Swiss Banks Name Nazi-Era Depositors

ZURICH, Switzerland -- Smashing their hallowed rules of secrecy, Swiss banks Wednesday published names of World War II-era depositors, and revealed they have uncovered another 21 million Swiss francs ($15 million) possibly linked to Holocaust victims.

The advertisements -- full pages crammed with about 2,000 names and hometowns ranging from R. Joh. Aalberts of London to Dr. Karl G. Zwick of Cincinnati -- appeared in major newspapers from New York to Moscow to Sydney.

The lists -- which also appeared on the Internet -- include simple instructions for potential heirs to make claims.
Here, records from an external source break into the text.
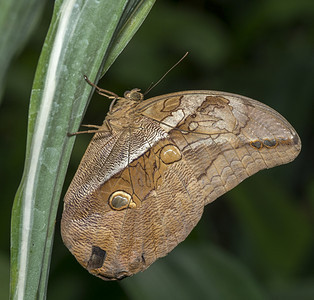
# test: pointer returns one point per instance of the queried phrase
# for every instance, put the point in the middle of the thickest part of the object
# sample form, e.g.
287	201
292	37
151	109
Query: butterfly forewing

They are meant to break down the stone wall of official silence and banking bureaucracy that for decades has prevented Jews from gaining access to assets of relatives who died at the hands of the Nazis.

"We welcome this unprecedented step,'' said Paul Volcker, the former U.S. Federal Reserve chairman who heads an international committee charged with finding Holocaust era accounts.

"But as welcome as it is, it's only a first step,'' he told a press conference.

The names of additional 20,000 Swiss people holding dormant accounts will be published in October, he said. This is especially important because many Jews invested their money through Swiss middlemen.

The accounts published Wednesday amount to some 60 million Swiss francs held in 67 banks. The banks had previously said they could only trace 38.7 million francs -- only a small part of which was thought linked to Holocaust victims.

The difference was mainly due to additional funds found at the Swiss Bank Corp., said Georg F. Krayer, president of the Swiss Bankers Association.

He said it was possible that more unclaimed accounts worth a "few million francs" could be found.

He also conceded that it was likely that some accounts belonging to dead Jews had been closed in previous decades by corrupt bank officials who had taken the money.

Some Jewish organizations claim that Swiss banks are sitting on billions rather than millions of Jewish assets. This includes interest on accounts and funds and property looted by the Nazis.

The advertisements with names of account holders appeared in 19 different languages and 27 countries at a cost of 5 million Swiss francs to the bankers' association.

By far the largest proportion of the account holders -- 30 percent -- were from France, said Krayer. Some 16 percent were from Germany, 6 percent were based in Switzerland, and 3.5 percent in the United States. Only nine accounts holders were from the former Soviet Union.